Paul Wallbank is a speaker and writer charting how technology is changing society and business. Paul has four regular technology advice radio programs on ABC, a weekly column on the smartcompany.com.au website and has published seven books.

4 thoughts on “Successful Sources Will Not Be Paid”

  1. As a marketer for micro and small business I must disagree. I give away free marketing audits then charge business for me to fix their marketing and implement my recommendations. This is a service auditors charge up to $2,500 for and it has great value to a business to understand their marketing better.

    1. Hi Greg, thanks for the comment.

      My point is more to do with using “free” to get attention. The number of people giving away stuff to journalists and outlets like the Huffington Post or eZine Articles is crowding out good online content and making it harder for us to be heard.

      I’ve no problem with giving a free taster, I’ve been doing that for years with my businesses, but we all know we have to draw the line where that free audit turns into billable time. I fear many people are being drawn into giving away a lot of free time and intellectual property into a marketplace that doesn’t really care.

      What I guess it comes down to is having a strategy around what you’re giving away. It sounds like you’re doing that really well and it great to hear more about the successes.

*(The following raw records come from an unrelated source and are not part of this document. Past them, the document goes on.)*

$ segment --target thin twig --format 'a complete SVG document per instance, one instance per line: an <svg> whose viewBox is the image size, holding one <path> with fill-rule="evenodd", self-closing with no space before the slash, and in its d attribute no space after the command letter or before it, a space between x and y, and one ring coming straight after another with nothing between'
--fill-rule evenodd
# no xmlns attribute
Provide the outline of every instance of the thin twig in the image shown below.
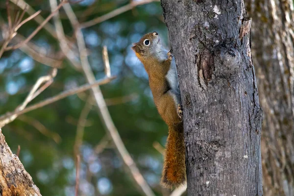
<svg viewBox="0 0 294 196"><path fill-rule="evenodd" d="M49 2L51 11L53 12L53 10L55 10L57 6L57 2L56 0L50 0ZM57 38L59 41L59 46L62 52L63 52L69 61L72 63L71 65L73 65L73 67L75 70L80 71L81 70L81 65L79 62L77 62L74 52L69 47L69 42L67 41L61 21L59 19L59 12L57 12L54 15L53 17L53 20L56 29Z"/></svg>
<svg viewBox="0 0 294 196"><path fill-rule="evenodd" d="M22 115L19 117L18 119L33 126L45 136L51 138L56 144L59 144L61 141L61 137L58 133L50 131L41 122L33 117Z"/></svg>
<svg viewBox="0 0 294 196"><path fill-rule="evenodd" d="M77 22L77 19L69 4L64 5L63 8L73 27L76 28L75 29L75 36L80 54L82 68L88 82L93 82L95 80L95 77L91 70L91 66L88 60L84 36L81 29L78 27L79 25ZM95 88L92 88L92 90L95 100L99 108L99 114L103 124L105 130L111 137L119 154L121 156L124 164L129 169L131 174L131 176L139 185L138 187L140 188L140 190L145 195L147 196L154 196L155 194L144 179L142 174L140 172L133 159L123 145L117 129L115 127L111 119L100 88L98 86Z"/></svg>
<svg viewBox="0 0 294 196"><path fill-rule="evenodd" d="M127 11L130 10L135 7L138 5L144 5L153 1L159 1L159 0L142 0L140 1L132 1L130 3L129 3L122 7L117 8L105 15L99 16L98 18L91 20L90 21L86 22L80 24L80 28L86 28L89 26L93 26L98 23L101 23L115 16L119 15Z"/></svg>
<svg viewBox="0 0 294 196"><path fill-rule="evenodd" d="M9 50L11 49L18 49L20 47L23 46L24 44L26 44L36 34L38 33L42 28L49 21L50 19L54 16L54 15L58 11L58 10L64 4L67 3L68 1L66 0L63 0L61 1L60 3L57 6L56 9L52 12L51 14L48 16L48 17L43 21L43 22L40 24L38 27L31 34L27 37L27 38L25 39L23 42L21 42L20 43L17 44L15 46L12 46L9 47L7 47L5 49L5 50Z"/></svg>
<svg viewBox="0 0 294 196"><path fill-rule="evenodd" d="M23 10L23 12L22 12L22 14L21 14L21 16L20 17L20 18L17 19L17 20L16 21L16 23L14 24L16 26L20 24L20 23L21 23L21 22L22 22L22 20L23 20L24 16L24 14L25 13L25 12L26 11L27 8L27 5L25 5L24 8L24 10ZM36 12L35 12L35 13L36 13ZM35 13L34 13L34 14ZM34 14L33 14L33 15L34 15Z"/></svg>
<svg viewBox="0 0 294 196"><path fill-rule="evenodd" d="M11 121L10 121L10 119L12 118L12 117L13 117L14 116L17 117L20 115L21 114L24 114L27 112L30 112L32 110L34 110L40 107L44 107L45 105L47 105L54 102L64 98L67 97L74 95L76 93L80 93L83 91L85 91L88 89L91 88L93 86L106 84L112 80L113 79L114 79L115 78L115 77L112 76L111 77L106 78L99 80L98 80L92 84L84 84L80 86L78 88L64 91L55 96L48 98L45 100L39 102L39 103L33 104L29 107L27 107L27 108L25 108L22 110L18 111L16 110L16 111L14 112L8 112L6 114L0 117L0 127L2 127L5 124L7 124L8 123L10 122ZM14 119L15 119L15 118L14 118L13 120Z"/></svg>
<svg viewBox="0 0 294 196"><path fill-rule="evenodd" d="M10 0L10 1L17 5L22 10L24 10L25 12L27 13L29 15L32 15L36 12L32 7L28 5L26 2L24 0ZM44 21L44 19L40 15L37 16L37 17L34 18L34 20L37 22L39 24L42 24ZM54 29L54 28L50 23L47 23L44 26L44 28L47 30L50 35L51 35L54 38L57 38L56 32Z"/></svg>
<svg viewBox="0 0 294 196"><path fill-rule="evenodd" d="M17 147L17 152L16 152L16 156L18 157L20 156L20 153L21 152L21 146L18 145Z"/></svg>
<svg viewBox="0 0 294 196"><path fill-rule="evenodd" d="M15 43L23 41L25 38L22 35L16 35L12 42ZM32 43L29 42L26 44L21 47L20 49L24 52L30 56L34 60L43 64L55 68L62 68L61 64L62 61L60 59L55 59L49 56L56 56L57 54L50 54L49 56L44 54L41 51L42 48L38 47Z"/></svg>
<svg viewBox="0 0 294 196"><path fill-rule="evenodd" d="M102 51L103 62L104 65L104 72L107 77L111 75L110 66L109 65L109 58L108 58L108 52L107 51L107 47L104 46L103 47Z"/></svg>
<svg viewBox="0 0 294 196"><path fill-rule="evenodd" d="M21 26L22 26L23 25L23 24L24 24L24 23L30 21L31 20L32 20L32 19L35 18L37 15L38 15L40 13L41 13L41 10L39 10L38 11L37 11L37 12L36 12L35 13L33 14L32 15L30 16L29 17L27 17L23 21L22 21L22 22L21 23L19 24L18 24L17 26L16 26L16 27L14 28L14 31L17 31L18 29L19 28L20 28L21 27Z"/></svg>
<svg viewBox="0 0 294 196"><path fill-rule="evenodd" d="M7 20L8 21L8 26L9 27L9 32L12 30L12 24L11 23L11 16L10 15L10 6L9 6L9 0L6 1L6 11L7 12Z"/></svg>
<svg viewBox="0 0 294 196"><path fill-rule="evenodd" d="M75 196L77 196L78 193L78 184L79 182L79 167L80 167L80 156L76 155L76 171L75 172Z"/></svg>
<svg viewBox="0 0 294 196"><path fill-rule="evenodd" d="M4 118L4 117L3 117L3 119L0 118L0 128L2 127L5 124L7 124L8 123L14 121L14 120L18 116L19 113L24 110L27 104L36 97L36 96L35 96L35 93L38 90L41 85L44 83L47 82L48 81L52 79L52 78L56 76L56 74L57 69L54 68L48 75L40 77L39 79L38 79L37 82L36 82L33 86L33 88L32 88L32 89L30 90L29 93L26 97L26 98L25 98L25 99L24 99L24 101L16 108L14 112L11 114L10 115L6 116L5 118ZM45 88L43 88L41 89L43 89L44 91ZM39 91L37 93L39 94L42 91Z"/></svg>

  2. I’ve seen this with friends on the ‘scene’ in the US – where their work is expected to be done free just to be included with the A list set, those who are paid insane amounts for doing what they do – but expect others who have not yet ‘made it’ to settle for ‘exposure’ as a way of lifting their visibility. But really just a means of exploiting people.

  3. The whole A-list thing is a worry. Personally I suspect that many of the alleged elite bloggers aren’t making as much money as they’d like the world to think.

    Another aspect of the free model is that people aren’t valuing what they aren’t paying for, which devalues the work (assuming there is any value to start with.)